Uno dei libri più interessanti del secolo scorso è proprio il Testamento di Adolf Hitler. Il feroce dittatore nazista scrisse questo testamento nel 1945 verso la fine della seconda guerra mondiale. Tanto interessante questo, come lo è anche il Mein Kampf scritto anche da Hitler negli anni di prigionia. La pubblicazione di questo libro non è, non sarà mai un elogio al feroce criminale nazista, ma solo un momento per capire cosa pensa, cosa voleva, cosa diceva e cosa aveva intenzione di fare della nostra pace.
Pubblichiamo integralmente la lettera:
“Uno dei conseguimenti del Nazionalsocialismo è costituito dal fatto che esso fu il primo ad affrontare in modo realistico il problema ebraico.
Furono gli ebrei stessi a suscitare l’antisemitismo. Nel corso dei secoli, tutti i popoli del mondo, dagli antichi egiziani a noi stessi, hanno reagito esattamente nello stesso modo. Giunge il momento in cui essi si stancano di essere sfruttati dal disgustoso ebreo; sussultano e si scrollano, come un animale che cerca di liberarsi dei parassiti dai quali è infestato. Reagiscono brutalmente e infine si ribellano. È una reazione istintiva, una reazione di ripugnanza contro un individuo estraneo che si rifiuta di adattarsi al tutto e di divenirne parte, un parassita che aderisce all’ospite, gli si impone e lo sfrutta all’estremo. L’ebreo è per natura un parassita che non può e non vuole essere assimilato. Una caratteristica distintiva dell’ebreo consiste nel fatto che, a differenza degli altri stranieri, egli pretende ovunque tutti i diritti di cittadinanza della comunità che lo ospita, e al contempo rimane sempre ebreo. È un suo diritto, secondo lui, che gli si consenta di scorrazzare con la lepre e di cacciare con i segugi; ed è il solo uomo in tutto il mondo a pretendere un privilegio così stravagante.

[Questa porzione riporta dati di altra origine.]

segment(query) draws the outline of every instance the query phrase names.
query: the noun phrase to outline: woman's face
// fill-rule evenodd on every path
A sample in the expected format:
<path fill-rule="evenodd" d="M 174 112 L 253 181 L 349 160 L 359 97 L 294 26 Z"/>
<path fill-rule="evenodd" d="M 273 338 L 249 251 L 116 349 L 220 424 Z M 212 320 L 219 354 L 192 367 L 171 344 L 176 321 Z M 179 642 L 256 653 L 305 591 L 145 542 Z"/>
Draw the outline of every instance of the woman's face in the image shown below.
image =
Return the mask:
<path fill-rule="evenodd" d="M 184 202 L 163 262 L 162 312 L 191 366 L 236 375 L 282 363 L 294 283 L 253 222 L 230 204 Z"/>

Il Nazionalsocialismo ha affrontato il problema ebraico con i fatti e non a parole. È insorto opponendosi alla decisione ebraica di dominare il mondo; ‘ha attaccato gli ebrei ovunque e in ogni sfera di attività; li ha strappati dalle posizioni che avevano usurpato; li ha inseguiti in ogni direzione, deciso a espurgare il mondo tedesco del veleno ebraico. Per noi, questo è stata un processo essenziale di disinfestazione che abbiamo portato fino all’estremo limite e senza il quale saremmo stati noi stessi, asfissiati e distrutti.

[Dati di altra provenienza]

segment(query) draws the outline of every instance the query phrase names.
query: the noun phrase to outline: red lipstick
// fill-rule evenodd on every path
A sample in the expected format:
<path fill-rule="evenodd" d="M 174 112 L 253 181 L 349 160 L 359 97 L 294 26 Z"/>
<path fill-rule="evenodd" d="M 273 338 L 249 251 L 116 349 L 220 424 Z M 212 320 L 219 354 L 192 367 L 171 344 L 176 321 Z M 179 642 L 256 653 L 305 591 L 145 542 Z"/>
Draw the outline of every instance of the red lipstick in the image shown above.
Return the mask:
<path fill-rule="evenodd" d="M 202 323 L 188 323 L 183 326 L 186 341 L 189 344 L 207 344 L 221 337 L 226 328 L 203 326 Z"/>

Dopo il successo dell’operazione in Germania, esistevano buone probabilità di estenderne la portata. Ciò era, invero, inevitabile, poiché la salute trionfa di norma sulle malattie. Resisi subito conto del pericolo, gli ebrei decisero di puntare tutto nella lotta per la vita o per la morte che sferrarono contro di noi. Il Nazionalsocialismo doveva essere distrutto, a qualunque costo, anche se il mondo intero fosse dovuto rimanere distrutto nel corso della lotta. Mai prima d’oggi è esistita una guerra così tipicamente e, al contempo, così esclusivamente ebraica.
Io ho per lo meno costretto gli ebrei a togliersi la maschera. E anche se i nostri sforzi dovessero concludersi con l’insuccesso si tratterà di un insuccesso soltanto temporaneo. Poiché ho aperto gli occhi al mondo intero sul pericolo ebraico.

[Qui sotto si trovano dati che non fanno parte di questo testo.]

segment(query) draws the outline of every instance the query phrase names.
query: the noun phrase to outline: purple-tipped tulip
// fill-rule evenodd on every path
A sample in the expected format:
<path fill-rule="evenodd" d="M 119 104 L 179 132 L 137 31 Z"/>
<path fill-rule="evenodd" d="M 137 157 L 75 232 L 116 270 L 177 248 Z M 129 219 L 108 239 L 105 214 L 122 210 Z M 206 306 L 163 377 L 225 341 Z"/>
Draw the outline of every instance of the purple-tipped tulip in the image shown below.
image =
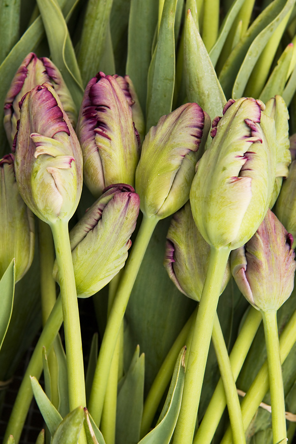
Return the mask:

Una delle conseguenze del nostro atteggiamento è stata quella di far sí che gli ebrei divenissero aggressivi. In realtà, essi sono meno pericolosi in tale stato d’animo che quando si comportano con astuzia e scaltrezza. L’ebreo che confessa apertamente la propria razza è cento volte preferibile al tipo infame che afferma di differire da noi solo nelle questioni religiose. Se vincerò questa guerra; porrò termine al potere mondiale degli ebrei e vibrerò loro un colpo mortale dal quale non si riprenderanno mai. Ma se perderò la guerra, ciò non significherà affatto che il loro trionfo sia assicurato; in quanto saranno essi stessi a perdere la testa. Diverranno arroganti a tal punto da provocare una violenta reazione contro di loro. Continueranno, naturalmente, a scorrazzare con la lepre e a cacciare con i segugi, a pretendere i privilegi della cittadinanza di tutti i paesi e, senza sacrificare il loro orgoglio, seguiteranno a rimanere, prima di ogni altra cosa, membri della Razza Eletta.
L’ebreo sfuggente e furtivo scomparirà per essere sostituito dall’ebreo vanaglorioso e ampolloso ; e quest’ultimo sarà insopportabile quanto il primo… forse anche di piú. Non esiste, quindi, alcun pericolo che l’antisemitismo possa scomparire, poiché sono gli ebrei stessi a gettare olio sul fuoco e a fare in modo che esso sia bene alimentato. Prima che possa scomparire l’opposizione al male, deve scomparire il male stesso. E da questo punto di vista, si può far conto sugli ebrei: finché essi sopravviveranno, l’antisemitismo non tramonterà mai.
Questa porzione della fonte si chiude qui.